7.5.2 Energy Pricing
Within Countries
For the market to stimulate investments in energy efficiency, energy prices
must reflect the full cost of providing energy to end users. While this is true
for all end-use sectors, it is particularly relevant in the buildings sector,
because of the political interest in keeping energy prices low to homeowners
in countries with administered price systems. Where energy prices are subsidised,
homeowners and commercial building owners and managers receive muted signals
on the benefits of investing in efficiency, undercutting the potential market
for energy-efficient products. In countries with administered price systems,
the industrial sector often subsidises the housing sector. These cross-sector
subsidizes can make industries less competitive. If the housing subsidies were
paid by governments, taxes would need to be increased or funds diverted from
other public services, such as education or health care.
A World Bank study of the effect of energy price increases in six countries--Columbia,
Ghana, Indonesia, Malaysia, Turkey and Zimbabwe--found that eliminating subsidies
does not cause disproportionate hardship for the poor, lower economic growth,
create inflation or reduce industrial competitiveness, but does improve public
revenues (Hope, 1995). The consumption of commercial fuel increases greatly
with income, according to the study, so energy subsidies largely benefit non-poor,
urban households. A study of subsidised household energy prices in transition
economies also concluded that they benefited the rich more than the poor (Freund,
1995). One approach is a staged removal of energy subsidies, which creates a
market for investments in energy-saving products and services.
The landlord-tenant relationship can create problems unique to the buildings
sector when the landlord pays the energy costs, but has little control over
the energy-using practices of the tenant. For tenants, if energy services are
free, there is no incentive to use energy wisely. Technical problems may also
make it difficult to make homeowners and tenants responsible for the energy
they use. In many high-rise multifamily buildings, heat is delivered to apartments
through vertical pipes, making it difficult and costly to try to measure the
energy used by each individual apartment unit. In new buildings, this problem
can be addressed by building codes that require that heating systems be designed
to serve individual, metered apartment units.
Even in market economies, energy prices rarely include the full societal costs
of related environmental externalities. These costs are reflected in adverse
health impacts and environmental degradation. If the market mechanism is to
exercise its full potential for achieving environmental goals, the price of
energy needs to incorporate these environmental externalities.
Among Countries
The lessons learned from in-country technology transfer programmes also need
to be recognised in international programmes. This is particularly important
for countries moving toward market economies. During this transition, it is
often useful to ask: Who is paying the energy costs?. Someone is. It may be
municipalities through subsidies, industries through cross-sector subsidises,
or energy supply industries through unrecovered costs. Whoever is paying these
costs will have an interest in reforms. It is also useful to track the flow
of energy from source to end use, to identify the changes in ownership, to metre
the quantity of energy in each transaction, to measure the performance of each
owner, and to move toward a system of rewards and penalties that improves the
overall efficiency of the energy delivery system.

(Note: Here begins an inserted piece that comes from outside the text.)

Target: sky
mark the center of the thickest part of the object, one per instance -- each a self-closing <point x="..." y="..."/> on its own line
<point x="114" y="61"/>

Multilateral and bilateral assistance programmes can encourage the movement
to full-cost energy pricing by ensuring that any projects that are supported
incorporate progress toward market reforms. The Russian Enterprise Housing Divestiture
Project of the World Bank exemplifies this approach. The Bank is providing loans
of US$300 million for basic energy efficiency measures in a total of 3,500 residential
apartment buildings in six Russian cities. The participating cities are undertaking
policy reforms designed to reduce housing maintenance and utility costs. The
World Bank is also initiating a similar project in Lithuania.